The 2018 season opener couldn’t have gone much better for Arizona State. Fans and coaches can nitpick the penalties, but it was as complete a performance the Sun Devils have put together in years. Here comes the first challenge.
How will the Sun Devils try and shut down the No. 15 Michigan State Spartans? The task won’t be easy, and the Spartans will come to the desert hungry for a signature win.
Experience vs. Youth
The Spartans return 10 starters on the offensive side of the ball, highlighted by junior quarterback and Phoenix native Brian Lewerke. Head coach Mark Dantonio’s team is back among the better programs in the country, and boasting an experienced roster the Spartans have high expectations for the 2018 season.
The Sun Devil defense dominated a punch-less UTSA offense, by swarming to the football and shutting down the rushing attack.
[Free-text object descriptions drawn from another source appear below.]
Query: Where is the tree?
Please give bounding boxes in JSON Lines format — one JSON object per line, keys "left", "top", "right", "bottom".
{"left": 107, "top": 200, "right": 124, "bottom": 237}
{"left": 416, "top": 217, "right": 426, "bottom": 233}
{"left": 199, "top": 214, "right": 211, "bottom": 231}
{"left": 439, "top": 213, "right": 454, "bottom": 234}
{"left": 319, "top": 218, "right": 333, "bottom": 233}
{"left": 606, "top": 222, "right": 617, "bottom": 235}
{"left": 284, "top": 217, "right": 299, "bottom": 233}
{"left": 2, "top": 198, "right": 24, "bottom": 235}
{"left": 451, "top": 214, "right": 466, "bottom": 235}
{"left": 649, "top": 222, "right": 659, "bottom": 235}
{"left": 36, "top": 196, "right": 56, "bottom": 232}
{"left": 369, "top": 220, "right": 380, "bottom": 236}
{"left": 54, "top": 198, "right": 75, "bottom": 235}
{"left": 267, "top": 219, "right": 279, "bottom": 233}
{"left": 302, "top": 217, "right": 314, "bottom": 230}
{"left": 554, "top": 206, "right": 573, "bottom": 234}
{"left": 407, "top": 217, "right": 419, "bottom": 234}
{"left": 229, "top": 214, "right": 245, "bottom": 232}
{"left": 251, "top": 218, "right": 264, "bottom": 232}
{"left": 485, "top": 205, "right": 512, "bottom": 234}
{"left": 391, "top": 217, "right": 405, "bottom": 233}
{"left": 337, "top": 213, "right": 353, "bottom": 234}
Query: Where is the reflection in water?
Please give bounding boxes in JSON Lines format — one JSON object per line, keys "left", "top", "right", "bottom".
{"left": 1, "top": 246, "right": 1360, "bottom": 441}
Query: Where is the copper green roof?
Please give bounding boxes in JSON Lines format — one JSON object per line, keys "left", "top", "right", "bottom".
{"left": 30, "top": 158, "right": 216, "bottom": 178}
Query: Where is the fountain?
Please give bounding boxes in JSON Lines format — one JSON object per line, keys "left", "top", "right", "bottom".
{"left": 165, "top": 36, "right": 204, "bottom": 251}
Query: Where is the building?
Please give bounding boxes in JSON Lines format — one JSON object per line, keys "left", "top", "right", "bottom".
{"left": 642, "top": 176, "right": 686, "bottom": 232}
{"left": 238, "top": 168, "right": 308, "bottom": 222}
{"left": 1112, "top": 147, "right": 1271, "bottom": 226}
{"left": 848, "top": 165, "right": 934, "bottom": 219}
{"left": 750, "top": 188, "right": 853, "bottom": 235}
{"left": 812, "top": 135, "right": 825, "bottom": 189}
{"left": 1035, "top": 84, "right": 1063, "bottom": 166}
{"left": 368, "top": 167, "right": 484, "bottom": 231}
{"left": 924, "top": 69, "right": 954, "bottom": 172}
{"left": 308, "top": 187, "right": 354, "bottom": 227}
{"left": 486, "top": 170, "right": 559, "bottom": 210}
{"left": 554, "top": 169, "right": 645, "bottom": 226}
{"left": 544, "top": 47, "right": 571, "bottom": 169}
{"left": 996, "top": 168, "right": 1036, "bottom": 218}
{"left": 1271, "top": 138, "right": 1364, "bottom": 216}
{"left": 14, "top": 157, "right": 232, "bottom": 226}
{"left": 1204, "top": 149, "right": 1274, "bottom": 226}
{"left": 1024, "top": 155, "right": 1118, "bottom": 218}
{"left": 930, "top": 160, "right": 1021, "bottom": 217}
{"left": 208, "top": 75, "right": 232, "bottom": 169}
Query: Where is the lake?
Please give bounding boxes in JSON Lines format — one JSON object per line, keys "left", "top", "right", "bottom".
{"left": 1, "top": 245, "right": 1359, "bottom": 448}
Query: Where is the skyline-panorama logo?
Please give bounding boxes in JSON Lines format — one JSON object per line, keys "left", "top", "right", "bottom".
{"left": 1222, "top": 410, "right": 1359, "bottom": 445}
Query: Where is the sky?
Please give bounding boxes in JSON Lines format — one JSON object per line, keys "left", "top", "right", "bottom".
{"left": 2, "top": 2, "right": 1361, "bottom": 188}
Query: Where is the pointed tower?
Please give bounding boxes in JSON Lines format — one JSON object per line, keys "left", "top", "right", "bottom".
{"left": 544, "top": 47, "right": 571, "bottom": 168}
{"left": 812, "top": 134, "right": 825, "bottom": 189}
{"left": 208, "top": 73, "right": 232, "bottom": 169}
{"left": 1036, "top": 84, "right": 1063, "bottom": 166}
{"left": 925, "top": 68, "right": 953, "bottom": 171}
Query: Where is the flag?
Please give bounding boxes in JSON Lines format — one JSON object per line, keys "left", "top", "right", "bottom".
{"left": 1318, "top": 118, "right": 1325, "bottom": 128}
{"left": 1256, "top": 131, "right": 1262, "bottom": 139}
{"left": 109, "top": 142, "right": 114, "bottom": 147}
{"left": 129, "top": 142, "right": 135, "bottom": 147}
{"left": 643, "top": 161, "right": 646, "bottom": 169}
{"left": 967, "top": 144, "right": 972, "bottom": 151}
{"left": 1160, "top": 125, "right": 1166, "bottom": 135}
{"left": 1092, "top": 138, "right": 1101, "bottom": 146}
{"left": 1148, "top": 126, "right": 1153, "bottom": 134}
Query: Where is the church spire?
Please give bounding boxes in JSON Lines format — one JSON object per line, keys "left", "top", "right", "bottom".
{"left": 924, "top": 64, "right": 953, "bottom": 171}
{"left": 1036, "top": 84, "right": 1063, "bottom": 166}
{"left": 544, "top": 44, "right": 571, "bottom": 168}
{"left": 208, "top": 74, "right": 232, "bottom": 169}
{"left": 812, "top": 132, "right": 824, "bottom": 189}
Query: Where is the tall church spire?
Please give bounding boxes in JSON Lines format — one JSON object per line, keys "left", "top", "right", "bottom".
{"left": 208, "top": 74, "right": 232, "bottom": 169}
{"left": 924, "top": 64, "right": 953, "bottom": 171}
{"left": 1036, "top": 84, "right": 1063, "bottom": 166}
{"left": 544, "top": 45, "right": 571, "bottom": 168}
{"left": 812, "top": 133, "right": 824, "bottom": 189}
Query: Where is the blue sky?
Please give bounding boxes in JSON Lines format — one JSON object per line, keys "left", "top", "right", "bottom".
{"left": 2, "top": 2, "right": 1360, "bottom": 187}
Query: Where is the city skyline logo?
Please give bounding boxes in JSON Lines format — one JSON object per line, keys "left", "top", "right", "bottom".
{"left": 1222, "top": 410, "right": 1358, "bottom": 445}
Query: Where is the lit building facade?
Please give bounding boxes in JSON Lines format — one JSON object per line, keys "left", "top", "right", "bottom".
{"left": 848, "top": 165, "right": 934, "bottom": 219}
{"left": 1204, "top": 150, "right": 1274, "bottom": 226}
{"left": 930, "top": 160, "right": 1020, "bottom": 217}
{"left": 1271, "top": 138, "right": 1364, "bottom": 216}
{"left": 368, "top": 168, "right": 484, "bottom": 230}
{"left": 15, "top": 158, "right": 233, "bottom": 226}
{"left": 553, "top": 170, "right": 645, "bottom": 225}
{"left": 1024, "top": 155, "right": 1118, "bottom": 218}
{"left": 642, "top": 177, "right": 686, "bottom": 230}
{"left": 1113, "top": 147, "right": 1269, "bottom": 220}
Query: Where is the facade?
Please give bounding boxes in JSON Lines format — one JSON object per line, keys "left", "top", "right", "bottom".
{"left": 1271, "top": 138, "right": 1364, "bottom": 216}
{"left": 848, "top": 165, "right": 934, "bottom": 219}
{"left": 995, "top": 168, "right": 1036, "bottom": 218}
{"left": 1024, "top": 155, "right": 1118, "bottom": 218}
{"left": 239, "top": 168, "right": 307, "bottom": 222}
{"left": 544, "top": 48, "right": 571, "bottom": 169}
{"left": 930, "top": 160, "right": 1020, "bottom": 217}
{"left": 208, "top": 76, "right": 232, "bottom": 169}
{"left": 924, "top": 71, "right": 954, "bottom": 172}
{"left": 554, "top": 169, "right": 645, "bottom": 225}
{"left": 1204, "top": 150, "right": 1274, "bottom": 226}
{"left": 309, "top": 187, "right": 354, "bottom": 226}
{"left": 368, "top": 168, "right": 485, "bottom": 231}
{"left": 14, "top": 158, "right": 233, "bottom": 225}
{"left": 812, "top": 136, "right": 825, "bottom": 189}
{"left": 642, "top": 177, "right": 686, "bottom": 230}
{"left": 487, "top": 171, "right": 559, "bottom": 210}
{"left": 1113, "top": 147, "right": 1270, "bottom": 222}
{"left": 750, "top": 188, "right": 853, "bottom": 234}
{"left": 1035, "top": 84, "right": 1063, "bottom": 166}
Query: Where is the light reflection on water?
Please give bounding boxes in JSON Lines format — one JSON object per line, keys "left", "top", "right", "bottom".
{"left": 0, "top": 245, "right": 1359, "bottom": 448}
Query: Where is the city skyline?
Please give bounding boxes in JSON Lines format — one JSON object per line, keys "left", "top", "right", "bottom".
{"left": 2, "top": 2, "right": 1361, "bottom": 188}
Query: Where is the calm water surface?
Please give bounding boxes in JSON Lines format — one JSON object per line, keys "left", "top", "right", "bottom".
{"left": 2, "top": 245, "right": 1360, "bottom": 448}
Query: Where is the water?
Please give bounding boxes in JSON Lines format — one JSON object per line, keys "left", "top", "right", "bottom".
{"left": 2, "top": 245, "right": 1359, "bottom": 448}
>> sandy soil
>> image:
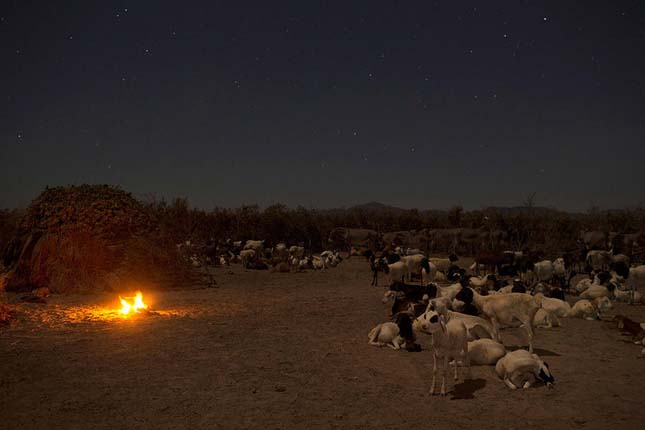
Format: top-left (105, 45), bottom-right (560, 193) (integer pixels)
top-left (2, 259), bottom-right (645, 430)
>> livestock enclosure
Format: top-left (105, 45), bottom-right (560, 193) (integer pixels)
top-left (2, 259), bottom-right (645, 430)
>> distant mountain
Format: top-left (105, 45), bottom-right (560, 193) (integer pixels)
top-left (348, 201), bottom-right (407, 214)
top-left (482, 206), bottom-right (566, 216)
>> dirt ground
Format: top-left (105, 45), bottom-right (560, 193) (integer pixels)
top-left (2, 259), bottom-right (645, 430)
The challenge this Saturday will be much greater, as MSU will be looking to throw the ball down the field to receivers Felton Davis and Darrell Stewart.
ASU cornerback Chase Lucas thrived against the Roadrunners, and he will have his hands full trying to contain either Davis or Stewart.
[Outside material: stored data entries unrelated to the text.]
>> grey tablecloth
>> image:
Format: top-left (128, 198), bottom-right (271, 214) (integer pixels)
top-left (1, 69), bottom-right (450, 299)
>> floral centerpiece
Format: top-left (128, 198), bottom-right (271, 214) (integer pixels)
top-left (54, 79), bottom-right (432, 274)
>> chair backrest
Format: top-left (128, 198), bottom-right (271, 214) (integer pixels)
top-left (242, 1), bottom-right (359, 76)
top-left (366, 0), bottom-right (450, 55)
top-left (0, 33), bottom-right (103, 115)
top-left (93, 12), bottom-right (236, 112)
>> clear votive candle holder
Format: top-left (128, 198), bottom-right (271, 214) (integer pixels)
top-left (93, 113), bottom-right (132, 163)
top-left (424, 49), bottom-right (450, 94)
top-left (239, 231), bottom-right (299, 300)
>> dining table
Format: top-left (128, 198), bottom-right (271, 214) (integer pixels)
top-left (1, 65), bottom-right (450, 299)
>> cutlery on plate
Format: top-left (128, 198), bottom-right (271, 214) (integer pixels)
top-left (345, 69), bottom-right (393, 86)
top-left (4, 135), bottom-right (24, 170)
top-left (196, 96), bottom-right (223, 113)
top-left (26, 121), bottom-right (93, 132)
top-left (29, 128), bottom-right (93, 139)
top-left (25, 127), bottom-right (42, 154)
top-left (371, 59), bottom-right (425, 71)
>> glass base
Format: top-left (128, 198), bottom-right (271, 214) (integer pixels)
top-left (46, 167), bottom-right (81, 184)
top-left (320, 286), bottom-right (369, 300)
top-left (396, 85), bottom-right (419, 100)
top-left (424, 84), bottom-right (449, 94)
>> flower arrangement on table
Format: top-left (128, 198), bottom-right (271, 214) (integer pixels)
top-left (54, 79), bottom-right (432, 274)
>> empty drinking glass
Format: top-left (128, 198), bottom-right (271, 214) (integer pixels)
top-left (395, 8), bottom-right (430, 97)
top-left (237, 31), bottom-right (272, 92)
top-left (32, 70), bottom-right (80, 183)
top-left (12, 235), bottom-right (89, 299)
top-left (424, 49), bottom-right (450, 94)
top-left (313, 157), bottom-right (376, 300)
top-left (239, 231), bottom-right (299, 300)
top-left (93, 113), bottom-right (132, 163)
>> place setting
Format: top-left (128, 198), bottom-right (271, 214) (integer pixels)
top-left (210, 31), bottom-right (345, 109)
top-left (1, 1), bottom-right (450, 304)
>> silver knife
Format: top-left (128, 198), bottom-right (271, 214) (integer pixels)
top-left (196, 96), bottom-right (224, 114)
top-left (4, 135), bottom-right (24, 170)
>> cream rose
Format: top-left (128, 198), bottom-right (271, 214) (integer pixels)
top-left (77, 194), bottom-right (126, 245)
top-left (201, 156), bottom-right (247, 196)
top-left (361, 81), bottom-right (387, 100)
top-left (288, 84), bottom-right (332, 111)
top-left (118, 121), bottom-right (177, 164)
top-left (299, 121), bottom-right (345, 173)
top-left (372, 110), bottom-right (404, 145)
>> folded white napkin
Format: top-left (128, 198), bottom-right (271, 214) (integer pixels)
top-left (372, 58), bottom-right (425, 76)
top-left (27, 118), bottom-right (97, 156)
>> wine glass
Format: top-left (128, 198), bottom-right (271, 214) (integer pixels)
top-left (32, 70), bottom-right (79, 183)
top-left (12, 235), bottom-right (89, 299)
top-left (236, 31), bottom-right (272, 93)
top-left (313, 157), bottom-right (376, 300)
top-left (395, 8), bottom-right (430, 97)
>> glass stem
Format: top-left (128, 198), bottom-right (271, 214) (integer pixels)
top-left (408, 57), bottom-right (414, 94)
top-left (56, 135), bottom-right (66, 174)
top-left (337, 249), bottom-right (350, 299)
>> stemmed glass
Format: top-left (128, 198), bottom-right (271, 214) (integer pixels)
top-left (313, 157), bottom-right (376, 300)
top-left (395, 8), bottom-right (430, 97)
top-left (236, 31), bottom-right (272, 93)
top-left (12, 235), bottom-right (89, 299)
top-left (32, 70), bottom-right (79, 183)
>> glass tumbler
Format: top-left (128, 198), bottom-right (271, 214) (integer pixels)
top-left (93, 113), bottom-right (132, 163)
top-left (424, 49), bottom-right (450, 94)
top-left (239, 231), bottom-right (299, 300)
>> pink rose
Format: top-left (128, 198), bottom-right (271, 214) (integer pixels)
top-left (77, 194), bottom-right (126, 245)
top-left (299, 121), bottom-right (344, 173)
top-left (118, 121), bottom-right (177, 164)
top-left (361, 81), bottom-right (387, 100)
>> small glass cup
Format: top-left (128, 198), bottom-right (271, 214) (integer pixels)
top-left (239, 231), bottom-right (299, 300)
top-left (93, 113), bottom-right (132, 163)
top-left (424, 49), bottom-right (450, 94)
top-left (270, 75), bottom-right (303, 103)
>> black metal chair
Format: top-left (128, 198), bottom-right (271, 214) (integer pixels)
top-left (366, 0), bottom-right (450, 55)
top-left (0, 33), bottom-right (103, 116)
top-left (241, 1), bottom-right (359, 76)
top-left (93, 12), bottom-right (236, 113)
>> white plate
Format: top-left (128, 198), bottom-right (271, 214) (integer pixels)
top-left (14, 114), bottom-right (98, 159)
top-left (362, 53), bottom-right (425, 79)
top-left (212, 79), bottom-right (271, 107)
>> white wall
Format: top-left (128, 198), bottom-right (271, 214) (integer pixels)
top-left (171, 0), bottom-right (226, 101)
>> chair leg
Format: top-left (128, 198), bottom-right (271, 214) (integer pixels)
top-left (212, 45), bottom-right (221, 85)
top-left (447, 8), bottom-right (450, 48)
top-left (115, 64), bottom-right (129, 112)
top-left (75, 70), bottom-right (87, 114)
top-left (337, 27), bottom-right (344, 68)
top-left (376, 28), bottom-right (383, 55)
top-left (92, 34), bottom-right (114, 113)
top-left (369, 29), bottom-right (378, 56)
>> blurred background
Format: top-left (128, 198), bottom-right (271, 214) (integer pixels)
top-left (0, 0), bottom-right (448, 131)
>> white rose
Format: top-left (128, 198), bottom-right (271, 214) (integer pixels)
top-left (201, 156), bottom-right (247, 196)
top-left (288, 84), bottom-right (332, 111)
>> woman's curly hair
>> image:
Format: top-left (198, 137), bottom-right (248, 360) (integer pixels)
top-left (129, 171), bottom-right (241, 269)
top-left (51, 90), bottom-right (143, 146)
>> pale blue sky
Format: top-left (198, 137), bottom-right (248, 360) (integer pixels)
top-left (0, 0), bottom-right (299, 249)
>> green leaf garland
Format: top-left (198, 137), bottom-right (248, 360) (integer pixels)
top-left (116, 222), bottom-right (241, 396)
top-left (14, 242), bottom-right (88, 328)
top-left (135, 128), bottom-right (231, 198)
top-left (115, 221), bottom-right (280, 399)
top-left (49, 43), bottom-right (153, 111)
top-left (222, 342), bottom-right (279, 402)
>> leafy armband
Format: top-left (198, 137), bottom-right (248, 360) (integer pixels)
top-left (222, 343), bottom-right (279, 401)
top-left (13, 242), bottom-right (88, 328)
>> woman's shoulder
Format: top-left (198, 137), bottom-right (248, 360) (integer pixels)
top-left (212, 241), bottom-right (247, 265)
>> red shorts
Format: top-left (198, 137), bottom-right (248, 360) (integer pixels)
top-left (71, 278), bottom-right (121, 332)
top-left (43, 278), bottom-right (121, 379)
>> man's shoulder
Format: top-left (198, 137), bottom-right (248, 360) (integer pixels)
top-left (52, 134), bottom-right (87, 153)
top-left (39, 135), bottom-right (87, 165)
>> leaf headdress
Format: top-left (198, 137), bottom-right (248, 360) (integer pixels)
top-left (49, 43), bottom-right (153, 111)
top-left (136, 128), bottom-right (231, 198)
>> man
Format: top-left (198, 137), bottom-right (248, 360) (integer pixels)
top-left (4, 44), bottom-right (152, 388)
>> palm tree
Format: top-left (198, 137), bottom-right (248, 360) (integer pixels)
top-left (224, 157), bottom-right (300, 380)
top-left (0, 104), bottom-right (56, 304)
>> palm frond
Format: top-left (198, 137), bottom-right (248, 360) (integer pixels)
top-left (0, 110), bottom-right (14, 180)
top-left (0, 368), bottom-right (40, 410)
Attacking the Spartans’ D-Line
This will be the big matchup on Saturday night.
MSU’s defense was ranked seventh overall in the nation last season, and were second best at limiting the run. ASU’s running backs will be challenged after performing well against UTSA.
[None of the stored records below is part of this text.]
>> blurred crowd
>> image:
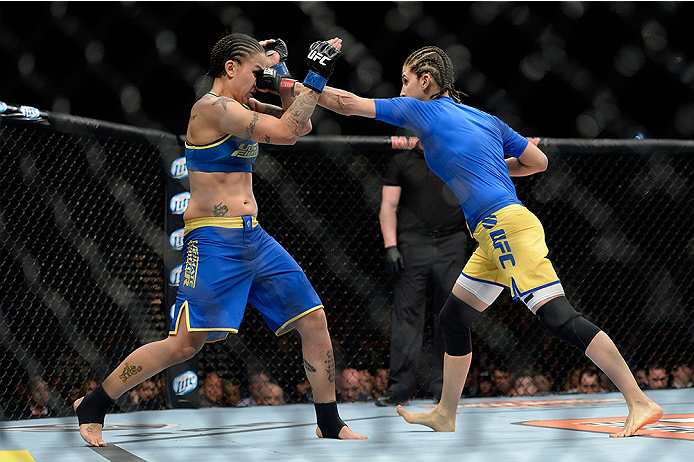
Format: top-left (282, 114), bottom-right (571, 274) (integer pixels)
top-left (3, 355), bottom-right (691, 419)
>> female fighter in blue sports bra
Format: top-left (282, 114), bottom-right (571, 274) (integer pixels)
top-left (73, 34), bottom-right (366, 446)
top-left (311, 46), bottom-right (662, 438)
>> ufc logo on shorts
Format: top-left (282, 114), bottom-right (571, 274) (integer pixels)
top-left (308, 50), bottom-right (330, 65)
top-left (490, 229), bottom-right (516, 269)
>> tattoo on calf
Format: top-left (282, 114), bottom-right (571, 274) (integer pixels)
top-left (213, 202), bottom-right (228, 217)
top-left (304, 358), bottom-right (317, 373)
top-left (119, 363), bottom-right (143, 383)
top-left (325, 349), bottom-right (336, 383)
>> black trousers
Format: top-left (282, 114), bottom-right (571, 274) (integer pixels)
top-left (388, 230), bottom-right (468, 399)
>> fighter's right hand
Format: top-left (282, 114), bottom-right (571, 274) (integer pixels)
top-left (303, 38), bottom-right (342, 92)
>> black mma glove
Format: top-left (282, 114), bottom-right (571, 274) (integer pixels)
top-left (384, 245), bottom-right (405, 278)
top-left (255, 68), bottom-right (282, 94)
top-left (263, 38), bottom-right (291, 77)
top-left (303, 41), bottom-right (341, 93)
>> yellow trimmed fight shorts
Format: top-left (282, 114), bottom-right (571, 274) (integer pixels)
top-left (460, 204), bottom-right (563, 308)
top-left (170, 216), bottom-right (324, 342)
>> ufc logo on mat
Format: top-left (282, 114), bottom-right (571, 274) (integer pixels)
top-left (308, 50), bottom-right (330, 65)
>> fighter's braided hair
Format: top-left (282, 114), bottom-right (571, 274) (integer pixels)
top-left (404, 46), bottom-right (466, 103)
top-left (207, 33), bottom-right (264, 78)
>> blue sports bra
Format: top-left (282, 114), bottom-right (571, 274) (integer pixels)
top-left (184, 92), bottom-right (259, 173)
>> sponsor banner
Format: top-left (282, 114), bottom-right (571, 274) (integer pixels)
top-left (170, 156), bottom-right (188, 179)
top-left (519, 414), bottom-right (694, 440)
top-left (169, 192), bottom-right (190, 215)
top-left (172, 370), bottom-right (198, 396)
top-left (169, 227), bottom-right (184, 250)
top-left (169, 264), bottom-right (182, 286)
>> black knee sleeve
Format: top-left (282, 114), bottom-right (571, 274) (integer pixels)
top-left (536, 297), bottom-right (601, 353)
top-left (314, 401), bottom-right (346, 439)
top-left (439, 294), bottom-right (481, 356)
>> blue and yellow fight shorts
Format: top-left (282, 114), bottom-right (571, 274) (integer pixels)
top-left (170, 216), bottom-right (324, 342)
top-left (458, 204), bottom-right (564, 311)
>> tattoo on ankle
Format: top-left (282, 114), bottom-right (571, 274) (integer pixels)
top-left (303, 358), bottom-right (317, 373)
top-left (119, 363), bottom-right (143, 383)
top-left (325, 350), bottom-right (335, 383)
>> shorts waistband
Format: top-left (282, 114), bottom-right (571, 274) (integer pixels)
top-left (184, 216), bottom-right (259, 235)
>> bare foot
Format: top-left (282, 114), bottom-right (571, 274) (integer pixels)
top-left (73, 396), bottom-right (106, 447)
top-left (610, 399), bottom-right (663, 438)
top-left (396, 405), bottom-right (456, 432)
top-left (316, 425), bottom-right (367, 440)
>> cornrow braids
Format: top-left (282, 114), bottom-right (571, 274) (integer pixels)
top-left (404, 46), bottom-right (466, 104)
top-left (207, 33), bottom-right (264, 78)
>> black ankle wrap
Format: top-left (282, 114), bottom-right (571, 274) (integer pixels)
top-left (314, 401), bottom-right (346, 439)
top-left (76, 384), bottom-right (114, 425)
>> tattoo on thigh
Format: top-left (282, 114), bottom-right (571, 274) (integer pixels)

Eno Benjamin rushed for over 100 yards in his first collegiate start, and Isaiah Floyd was a good change of pace back for ASU’s offense.
The Sun Devil offensive line will need to be up to the task when going up against Michigan State’s defensive linemen Mike Panasiuk and Raequan Williams. Both have next-level potential and will be tasked with making sure ASU’s backs aren’t able to get outside and run along the sidelines.
N’Keal Harry vs. Justin Layne
There aren’t many defensive backs in the nation that can limit N’Keal Harry. Limit is the key word, because no player has figured out a way to shut him down.
Michigan State’s Justin Layne could be up for the task.
For starters, Layne can match Harry’s size at 6-foot-3 185 pounds, he will be able to match his height and will be fast enough to keep up with his speed.
It’s not everyday you get to see two players with pro potential battle it out, but this battle should be a treat.
How does the heat factor in the outcome?
This is far-and-away ASU’s biggest advantage. The forecast predicts a high of 107 degrees on Saturday in Tempe. When 7:45 rolls around it’ll likely drop all the way down to the high 90s.
Midwest teams have struggled historically playing in the heat of the desert, but I wouldn’t bank on the Spartans rolling over due to the elements.
They’re coming off nearly being upset by Utah State, and know they must win against ASU to have a real shot at the College Football Playoff.
Do they thrive in the desert? Or do the Sun Devils send another team home packing with a perfect home record against the Big 10?